Organizing 3rd Party Modules


#1

I can totally understand that. This is why I separate my demo application from the libraries. Note that VFLib doesn’t come with JUCE:

It does follow the same directory structure as JUCE. You add the root directory to your include paths, and then you can do:

#include "modules/vf_core/vf_core.h"

If JUCE is also in your path then yes you will have two directories called “modules”. One in JUCE and one in VFLib. This is fine, since the child directory names don’t conflict (unless someone does something silly like call their module juce_core).
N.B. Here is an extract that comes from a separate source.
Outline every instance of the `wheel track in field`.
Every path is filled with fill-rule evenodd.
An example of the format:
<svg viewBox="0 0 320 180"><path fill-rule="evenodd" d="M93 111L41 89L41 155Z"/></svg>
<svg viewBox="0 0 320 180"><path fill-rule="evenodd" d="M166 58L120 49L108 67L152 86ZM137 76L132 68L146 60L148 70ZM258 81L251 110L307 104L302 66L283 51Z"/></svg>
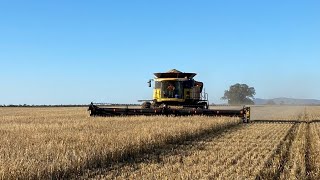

Prefixing your modules would of course help: “modules/drow_core”, “modules/drow_audio”, etc…

When I create a demonstration application, I put it into a separate repository and use git-subtree to add the library repository directly to the demo repo. I also git-subtree the JUCEAmalgam sources into the demo repo. AppletJUCE has both JUCEAmalgam and VFLib as subtrees:

https://github.com/vinniefalco/AppletJUCE

A git-subtree is independent of the original repo. The files are added to the destination repository and become part of it. This is different from submodules, and easier to maintain. Since they are regular files, the repository can be cloned without hassle.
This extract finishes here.